Marinella Venegoni of La Stampa described the project as a "difficult record" due to the linguistic change made by the singer, considering the choice "like stepping into mysterious territory, a gesture of artistic maturity". Judging it "enjoyable", the journalist defnited it as a "complex musical and production fabric, but the melodies have an immediate impact; with Elisa's ability then to bring out the rich nuances of her beautiful voice", describing the lyrics as "intimist" and "personal".

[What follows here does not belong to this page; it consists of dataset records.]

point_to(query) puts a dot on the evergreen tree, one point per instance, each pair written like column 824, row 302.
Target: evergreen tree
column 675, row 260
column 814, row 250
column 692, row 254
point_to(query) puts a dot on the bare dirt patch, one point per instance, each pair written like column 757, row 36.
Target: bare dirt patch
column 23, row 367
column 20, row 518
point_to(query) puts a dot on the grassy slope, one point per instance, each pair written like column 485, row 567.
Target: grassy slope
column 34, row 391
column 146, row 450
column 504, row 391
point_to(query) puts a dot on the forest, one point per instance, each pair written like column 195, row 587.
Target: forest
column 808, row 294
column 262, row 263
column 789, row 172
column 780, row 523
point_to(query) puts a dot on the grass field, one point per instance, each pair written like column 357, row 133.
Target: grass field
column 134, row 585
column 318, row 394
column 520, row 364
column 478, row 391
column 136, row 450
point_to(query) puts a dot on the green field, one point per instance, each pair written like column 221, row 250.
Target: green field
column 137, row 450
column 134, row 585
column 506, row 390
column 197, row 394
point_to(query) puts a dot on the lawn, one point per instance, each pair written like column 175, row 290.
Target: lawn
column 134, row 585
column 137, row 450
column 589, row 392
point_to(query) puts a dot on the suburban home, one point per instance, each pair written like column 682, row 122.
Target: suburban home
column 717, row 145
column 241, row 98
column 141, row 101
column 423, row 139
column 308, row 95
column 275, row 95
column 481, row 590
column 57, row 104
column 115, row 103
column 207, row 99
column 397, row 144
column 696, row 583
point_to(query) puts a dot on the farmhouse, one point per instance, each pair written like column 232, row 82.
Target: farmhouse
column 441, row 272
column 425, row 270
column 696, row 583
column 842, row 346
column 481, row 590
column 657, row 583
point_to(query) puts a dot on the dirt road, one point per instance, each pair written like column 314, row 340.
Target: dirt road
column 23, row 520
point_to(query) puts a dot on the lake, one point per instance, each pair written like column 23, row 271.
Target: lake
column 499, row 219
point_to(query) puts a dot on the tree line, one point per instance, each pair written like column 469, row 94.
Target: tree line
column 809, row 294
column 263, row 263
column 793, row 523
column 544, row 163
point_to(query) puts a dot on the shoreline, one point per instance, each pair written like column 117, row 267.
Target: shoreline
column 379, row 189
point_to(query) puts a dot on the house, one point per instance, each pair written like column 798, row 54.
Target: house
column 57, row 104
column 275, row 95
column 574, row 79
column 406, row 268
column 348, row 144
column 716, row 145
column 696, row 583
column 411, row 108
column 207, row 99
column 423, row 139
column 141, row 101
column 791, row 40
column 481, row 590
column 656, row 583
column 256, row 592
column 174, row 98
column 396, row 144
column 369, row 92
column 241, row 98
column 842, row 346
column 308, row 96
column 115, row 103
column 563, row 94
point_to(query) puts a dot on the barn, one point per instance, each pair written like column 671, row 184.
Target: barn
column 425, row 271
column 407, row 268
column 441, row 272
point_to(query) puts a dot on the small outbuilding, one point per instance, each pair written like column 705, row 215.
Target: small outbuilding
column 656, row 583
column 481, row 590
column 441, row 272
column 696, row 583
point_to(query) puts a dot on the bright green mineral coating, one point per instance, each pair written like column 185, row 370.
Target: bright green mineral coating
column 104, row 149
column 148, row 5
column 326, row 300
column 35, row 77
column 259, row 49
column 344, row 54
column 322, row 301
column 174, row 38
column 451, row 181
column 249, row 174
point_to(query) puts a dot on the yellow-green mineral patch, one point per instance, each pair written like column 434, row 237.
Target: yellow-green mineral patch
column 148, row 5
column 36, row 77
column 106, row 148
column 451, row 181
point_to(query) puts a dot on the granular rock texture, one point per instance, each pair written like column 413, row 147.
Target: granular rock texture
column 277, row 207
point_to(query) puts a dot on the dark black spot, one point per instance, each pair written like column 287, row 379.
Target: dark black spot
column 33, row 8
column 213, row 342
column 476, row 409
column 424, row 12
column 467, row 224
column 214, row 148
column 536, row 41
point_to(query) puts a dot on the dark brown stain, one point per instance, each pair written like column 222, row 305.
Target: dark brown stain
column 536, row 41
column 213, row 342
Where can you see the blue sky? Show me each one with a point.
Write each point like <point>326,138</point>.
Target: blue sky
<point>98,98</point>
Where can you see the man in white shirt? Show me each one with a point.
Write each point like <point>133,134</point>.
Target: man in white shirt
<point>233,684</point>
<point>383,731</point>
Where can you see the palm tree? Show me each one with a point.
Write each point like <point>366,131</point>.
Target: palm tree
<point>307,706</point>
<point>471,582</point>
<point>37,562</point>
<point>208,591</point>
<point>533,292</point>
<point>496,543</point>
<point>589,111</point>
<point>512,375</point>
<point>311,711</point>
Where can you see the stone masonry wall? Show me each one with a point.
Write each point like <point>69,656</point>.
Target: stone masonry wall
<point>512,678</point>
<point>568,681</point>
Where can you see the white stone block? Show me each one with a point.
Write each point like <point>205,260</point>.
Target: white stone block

Paola De Simone of Rockol gave the project a score of 8 out of 10, describing it as having a "mature and readable" style in which the songs are "narrated with a clear and clean pen, not at all thirsty for easy rhymes, but eager to communicate feelings and moods". De Simone described the singer's vocals "well balanced", allowing her a "talented interpretation, which even knows how to communicate nuances".

==Track listing==
All lyrics written by Elisa except where noted; all music composed by Elisa except where noted.

| No. | Title | Length |
|---|---|---|
| 1. | "Lontano da qui" | 4:21 |
| 2. | "Pagina bianca" | 3:49 |
| 3. | "Un filo di seta negli abissi" | 3:37 |
| 4. | "L'anima vola" | 4:03 |
| 5. | "Maledetto labirinto" | 5:28 |
| 6. | "E scopro cos'è la felicità" (feat. Tiziano Ferro; lyrics: Ferro; music: Noochie, Elisa) | 4:43 |
| 7. | "A modo tuo" (lyrics and music: Ligabue) | 5:20 |
| 8. | "Specchio riflesso" | 4:08 |
| 9. | "Ancora qui" (music: Ennio Morricone) | 4:56 |
| 10. | "Non fa niente ormai" | 4:58 |
| 11. | "Ecco che" (lyrics: Giuliano Sangiorgi) | 3:53 |

==Musicians==
- Elisa – vocals, guitar, acoustic guitar, piano, keyboards, electric guitar, bass, programming
- Andrea Rigonat – guitar, acoustic guitar, electric guitar
- Christian "Noochie" Rigano – keyboards, synth, piano, organ, programming
- Sean Hurley – bass
- Davide Rossi – violin, programming
- Victor Indrizzo – drums, percussions

==Chart performance==

=== Weekly charts ===

| Chart (2013) | Peak position |
|---|---|
| Italian Albums (FIMI) | 1 |

=== Year-end charts ===

| Chart (2013) | Position |
|---|---|
| Italy (FIMI) | 15 |
| Chart (2014) | Position |
| Italy (FIMI) | 25 |
| Chart (2015) | Position |
| Italy (FIMI) | 94 |

== Certifications ==

| Region | Certification | Certified units/sales |
| Italy (FIMI) | 2× Platinum | 120,000^{*} |
^{*} Sales figures based on certification alone.